A Poisson Jump-driven SDE Approach to Distributed Gradient Descent with Sparse Communication
Marc Weber, John Paul Strachan, Christian Ebenbauer
TL;DR
This work introduces a Poisson Jump-driven SDE framework to embed asynchronous, sparse communication directly into distributed optimization dynamics, bridging the gap between idealized and real networked settings. By modeling inter-agent channels as stochastic jumps, the authors derive a distributed gradient flow whose updates occur at Poisson times, and they establish stability and convergence guarantees for unconstrained quadratic objectives.
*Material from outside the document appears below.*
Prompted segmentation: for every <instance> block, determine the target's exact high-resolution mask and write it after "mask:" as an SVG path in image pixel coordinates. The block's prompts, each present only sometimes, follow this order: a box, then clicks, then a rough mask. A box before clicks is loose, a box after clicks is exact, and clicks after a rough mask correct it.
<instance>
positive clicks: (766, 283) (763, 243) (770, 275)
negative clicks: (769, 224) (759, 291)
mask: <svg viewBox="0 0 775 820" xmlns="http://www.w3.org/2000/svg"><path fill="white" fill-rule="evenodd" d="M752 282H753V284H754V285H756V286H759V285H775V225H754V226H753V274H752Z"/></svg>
The main theoretical contributions are explicit conditions on channel rates and drift bounds that ensure mean-square stability and, at higher but sparse rates, convergence up to the nominal gradient flow rate. The framework is general, enabling analysis and design of energy-efficient, event-driven communication for a broad class of distributed algorithms and hardware architectures, with demonstrated validation on a three-agent quadratic example.
Abstract
To bridge the gap between idealised communication models and the stochastic reality of networked systems, we introduce a framework for embedding asynchronous communication directly into algorithm dynamics using stochastic differential equations (SDE) driven by Poisson Jumps. We apply this communication-aware design to the continuous-time gradient flow, yielding a distributed algorithm where updates occur via sparse Poisson events. Our analysis establishes communication rate bounds for asymptotic stability and, crucially, a higher, yet sparse, rate that provably any desired exponential convergence performance slower than the nominal, centralized flow. These theoretical results, shown for unconstrained quadratic optimisation, are validated by a numerical simulation.